処理ユニットのうちの１つ３１０ａのより詳細な表現を図４のブロック図に提示する。図３の他の処理ユニット３１０のいずれか又はすべては、同じアーキテクチャを表すこともできるし、まったく異なる内部構造を使用することもできる。図４では、処理ユニット３１０ａは、４つのプロセッサ３１２ａ、３１２ｂ、３１２ｃ、３１２ｄを含む。これら４つのプロセッサのそれぞれは、さらに、キャッシュメモリ３１４ａ、３１４ｂ、３１４ｃ、３１４ｄをそれぞれ含む。さらに、プロセッサ３１２のそれぞれは、メモリコントローラ３１６に結合されている。メモリコントローラ３１６は、さらに、処理ユニット３１０ａ内に配置された又は処理ユニット３１０ａと密接に結合されたローカルメモリ３１８と、図３に示されたクロスバースイッチ３２０とのそれぞれに結合されている。他の実施の形態では、各処理ユニット３１０は、１つ又は複数のプロセッサ３１２を有することができる。 A more detailed representation of one of the processing units 310a is presented in the block diagram of FIG. Any or all of the other processing units 310 of FIG. 3 may represent the same architecture or may use entirely different internal structures. In FIG. 4, the processing unit 310a includes four processors 312a, 312b, 312c, 312d. Each of these four processors further includes cache memories 314a, 314b, 314c, 314d, respectively. Further, each of the processors 312 is coupled to a memory controller 316. The memory controller 316 is further coupled to each of the local memory 318 located within or closely coupled to the processing unit 310a and the crossbar switch 320 shown in FIG. In other embodiments, each processing unit 310 may have one or more processors 312.
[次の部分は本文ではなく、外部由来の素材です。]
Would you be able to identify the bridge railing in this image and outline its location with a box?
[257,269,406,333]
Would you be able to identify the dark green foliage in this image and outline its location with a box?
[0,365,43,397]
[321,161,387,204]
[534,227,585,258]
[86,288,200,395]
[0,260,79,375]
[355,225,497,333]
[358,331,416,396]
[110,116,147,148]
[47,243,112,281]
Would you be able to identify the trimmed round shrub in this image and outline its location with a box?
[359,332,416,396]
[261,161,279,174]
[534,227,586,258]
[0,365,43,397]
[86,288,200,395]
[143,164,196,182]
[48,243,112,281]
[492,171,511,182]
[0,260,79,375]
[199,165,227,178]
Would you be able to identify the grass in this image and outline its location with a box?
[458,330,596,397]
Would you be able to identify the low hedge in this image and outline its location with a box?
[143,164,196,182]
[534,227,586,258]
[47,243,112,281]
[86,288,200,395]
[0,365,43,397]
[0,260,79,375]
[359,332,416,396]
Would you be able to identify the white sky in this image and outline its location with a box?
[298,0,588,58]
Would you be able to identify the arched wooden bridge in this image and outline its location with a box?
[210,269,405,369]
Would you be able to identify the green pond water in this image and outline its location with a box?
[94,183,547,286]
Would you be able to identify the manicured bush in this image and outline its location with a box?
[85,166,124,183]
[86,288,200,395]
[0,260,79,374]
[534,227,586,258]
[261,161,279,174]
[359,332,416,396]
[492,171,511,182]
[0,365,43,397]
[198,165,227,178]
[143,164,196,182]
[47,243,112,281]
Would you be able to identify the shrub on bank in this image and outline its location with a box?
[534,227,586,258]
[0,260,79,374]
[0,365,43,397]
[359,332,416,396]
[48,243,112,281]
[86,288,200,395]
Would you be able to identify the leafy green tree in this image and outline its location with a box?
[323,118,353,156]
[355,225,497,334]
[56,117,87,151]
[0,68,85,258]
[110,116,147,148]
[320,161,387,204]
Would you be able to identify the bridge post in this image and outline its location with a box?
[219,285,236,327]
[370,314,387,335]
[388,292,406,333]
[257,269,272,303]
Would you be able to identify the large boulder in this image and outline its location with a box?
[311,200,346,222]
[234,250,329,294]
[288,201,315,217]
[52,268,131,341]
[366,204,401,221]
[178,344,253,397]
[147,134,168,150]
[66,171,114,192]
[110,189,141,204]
一般に、図３の特定のシステム３００の処理ユニット３１０のそれぞれは、同じ共有メモリアドレス空間にアクセスする。共有アドレス空間は、処理ユニット３１０のローカルメモリ３１８の一部又は全部の間に分散又はアロケートされている。一実施態様では、各処理ユニット３１０のローカルメモリ３１８は、処理ユニット３１０によって共有されるメモリアドレス空間の排他的部分に関連付けられたデータを含む。アドレス空間のその部分について、関連付けられた処理ユニット３１０は、そのデータの「ホーム」ロケーションとみなすことができ、そのホームロケーションから、他の処理ユニット３１０は、スイッチ３２０を通じてそのデータにアクセスすることができる。場合によっては、データの要求された部分の最新バージョンが、ホーム処理ユニット３１０ではなく、別の処理ユニット３１０に配置されている場合がある。しかしながら、このような実施の形態では、ホーム処理ユニット３１０及びスイッチ３２０またはこれらのうちのいずれか（ホーム処理ユニット３１０及び／又はスイッチ３２０）は、データの最新バージョンのロケーションを示すディレクトリ又は類似のデータ構造体に情報を保持する。別の実施の形態では、処理ユニット３１０のそれぞれは、別の処理ユニット３１０をホームとするデータ又は別の処理ユニット３１０から前にアクセスされたデータのキャッシュとして自身のローカルメモリ３１８を利用することもできる。したがって、処理ユニット３１０のうちの１つによってその共有アドレス空間内でアクセスされるどの特定のデータについても、そのデータは、そのデータを要求する処理ユニット３１０内に存在することもできるし、処理ユニット３１０の別のものに存在することもできるし、それら双方に存在することもできる。加えて、処理ユニット３１０のそれぞれは、自身が使用するために予約されたデータメモリにアクセスすることができる。これは、図４には明示的に示されていない。 In general, each processing unit 310 of the particular system 300 of FIG. 3 accesses the same shared memory address space. The shared address space is distributed or allocated among some or all of the local memory 318 of the processing unit 310. In one implementation, the local memory 318 of each processing unit 310 includes data associated with an exclusive portion of the memory address space shared by the processing unit 310. For that portion of the address space, the associated processing unit 310 can be considered the “home” location of the data from which other processing units 310 can access the data through the switch 320. it can. In some cases, the latest version of the requested portion of data may be located in another processing unit 310 instead of the home processing unit 310. However, in such an embodiment, home processing unit 310 and switch 320 or any of them (home processing unit 310 and / or switch 320) may be a directory or similar data indicating the location of the latest version of the data. Holds information in a structure. In another embodiment, each of the processing units 310 may utilize its local memory 318 as a cache for data homed on or previously accessed by another processing unit 310. it can. Thus, for any particular data accessed in the shared address space by one of the processing units 310, the data can reside in the processing unit 310 that requests the data, or the processing unit It can be in another of 310, or it can be in both. In addition, each of the processing units 310 can access data memory reserved for its use. This is not explicitly shown in FIG.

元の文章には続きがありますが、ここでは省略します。